If I had my pick, I would use a colon to indicate the end of a statement, and a double colon '::' to indicate the end of a block.
func main(): int i - 0: do: i=i+1: print(i): while(i<10):: ::
another downside of indentation is it's award to do one-liners with such languages, as with python.
There is a lot of subjectivity with syntax, but python code for example with indents is not easy for humans to read, or for syntax validators to validate. it is very easy for example to intend a statement inside a for loop or an if/else block in python (nor not-intend it), and when pasting around code you accidentally indent one level off without meaning to. if you know to look for it, you'll catch it, but it's very easy to miss, since the mis-indented statement is valid and sensible on its own, nothing will flag it as unusual.
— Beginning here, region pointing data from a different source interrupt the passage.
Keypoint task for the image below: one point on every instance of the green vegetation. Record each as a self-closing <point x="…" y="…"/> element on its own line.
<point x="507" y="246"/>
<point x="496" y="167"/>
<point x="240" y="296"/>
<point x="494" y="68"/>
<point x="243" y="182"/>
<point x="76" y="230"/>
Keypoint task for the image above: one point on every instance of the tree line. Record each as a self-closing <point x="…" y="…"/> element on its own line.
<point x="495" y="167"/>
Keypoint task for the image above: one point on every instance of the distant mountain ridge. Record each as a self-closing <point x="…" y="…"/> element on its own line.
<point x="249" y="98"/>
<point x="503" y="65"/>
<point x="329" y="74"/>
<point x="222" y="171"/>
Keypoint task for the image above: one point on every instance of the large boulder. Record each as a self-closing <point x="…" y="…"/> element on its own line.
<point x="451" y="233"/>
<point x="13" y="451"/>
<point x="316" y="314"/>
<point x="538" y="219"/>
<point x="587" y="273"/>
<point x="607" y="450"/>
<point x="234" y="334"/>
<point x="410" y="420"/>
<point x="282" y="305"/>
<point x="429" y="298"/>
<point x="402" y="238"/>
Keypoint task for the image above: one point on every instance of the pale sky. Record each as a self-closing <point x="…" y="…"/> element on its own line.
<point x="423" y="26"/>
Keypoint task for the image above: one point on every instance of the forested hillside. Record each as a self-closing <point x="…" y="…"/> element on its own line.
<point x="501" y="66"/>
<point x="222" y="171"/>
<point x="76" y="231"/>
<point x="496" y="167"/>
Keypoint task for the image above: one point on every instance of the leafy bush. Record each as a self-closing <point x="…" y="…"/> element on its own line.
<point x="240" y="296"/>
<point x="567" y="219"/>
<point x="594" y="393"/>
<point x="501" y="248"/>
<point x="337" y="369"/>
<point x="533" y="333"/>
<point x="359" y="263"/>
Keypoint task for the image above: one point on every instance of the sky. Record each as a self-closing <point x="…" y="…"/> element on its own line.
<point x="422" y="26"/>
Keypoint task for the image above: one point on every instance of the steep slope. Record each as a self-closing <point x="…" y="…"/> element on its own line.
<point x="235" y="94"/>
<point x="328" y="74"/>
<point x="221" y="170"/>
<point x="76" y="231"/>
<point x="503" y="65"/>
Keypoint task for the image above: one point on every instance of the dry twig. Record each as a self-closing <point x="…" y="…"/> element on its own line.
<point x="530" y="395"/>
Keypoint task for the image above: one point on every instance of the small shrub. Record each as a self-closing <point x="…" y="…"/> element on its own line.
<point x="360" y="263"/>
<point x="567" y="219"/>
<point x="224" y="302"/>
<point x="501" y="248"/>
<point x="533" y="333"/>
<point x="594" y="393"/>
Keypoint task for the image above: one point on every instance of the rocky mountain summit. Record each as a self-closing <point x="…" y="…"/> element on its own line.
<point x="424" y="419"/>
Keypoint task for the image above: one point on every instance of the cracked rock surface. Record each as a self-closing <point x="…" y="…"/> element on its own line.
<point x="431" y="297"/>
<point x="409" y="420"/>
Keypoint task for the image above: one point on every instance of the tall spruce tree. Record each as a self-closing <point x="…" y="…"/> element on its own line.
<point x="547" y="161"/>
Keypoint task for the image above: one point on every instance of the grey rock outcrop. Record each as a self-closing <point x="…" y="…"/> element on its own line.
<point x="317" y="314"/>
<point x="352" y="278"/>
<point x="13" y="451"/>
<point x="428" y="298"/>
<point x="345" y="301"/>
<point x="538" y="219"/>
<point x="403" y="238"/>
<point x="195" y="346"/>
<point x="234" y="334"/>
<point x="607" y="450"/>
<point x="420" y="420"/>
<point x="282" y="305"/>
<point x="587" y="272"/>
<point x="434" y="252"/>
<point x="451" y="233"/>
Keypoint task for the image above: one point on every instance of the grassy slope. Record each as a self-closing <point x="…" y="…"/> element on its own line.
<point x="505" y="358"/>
In my opinion, while the spirit behind indentation is excellent, the right execution is in the style of 'go fmt' with Go, where indenting your code for you after it has been properly parsed by the compiler/interpreter is the norm.
I would even say the first thing a compiler as well as interpreter do should be to auto-indent, and line-wrap your code. that should be part of the language standard. If the compiler can't indent your code without messing up logic or without making it unreadable, then either your code or the language design has flaw.
with apples in that list for example, you used '2.1' to indicate a new item, the space is cosmetic, the functional indicator is '2.1'
This wouldn't look right:
Introduction
Fruit
Apples
Red apples
Green apples
I'm sure you can work it out, but it doesn't feel natural, or ideal. (i can't get hn to format it without making it all one line so i used double new line).
it would look better still with a dash or a bullet point for every sub-entry. We're not arguing that it is possible to do that, we're arguing what is ideal for readability.
In that list you can naturally guess what that ordering is, but if the items were not so interrelated it can be confusing. if the top level item is 'Ham' and the indented item under it is 'sandwich' are you wrapping the same phrase 'Ham Sandwich' , because indentation (even in python) is used when wrapping lines, or is sandwich under ham as one of the things done with ham. it is thus error-prone and more confusing, clear and specific punctuation alongside indentation makes it easier to read.
No one is saying that indentation can not be used to display lists/sublists, I'm saying that markers remove ambiguity even across movement of blocks of texts.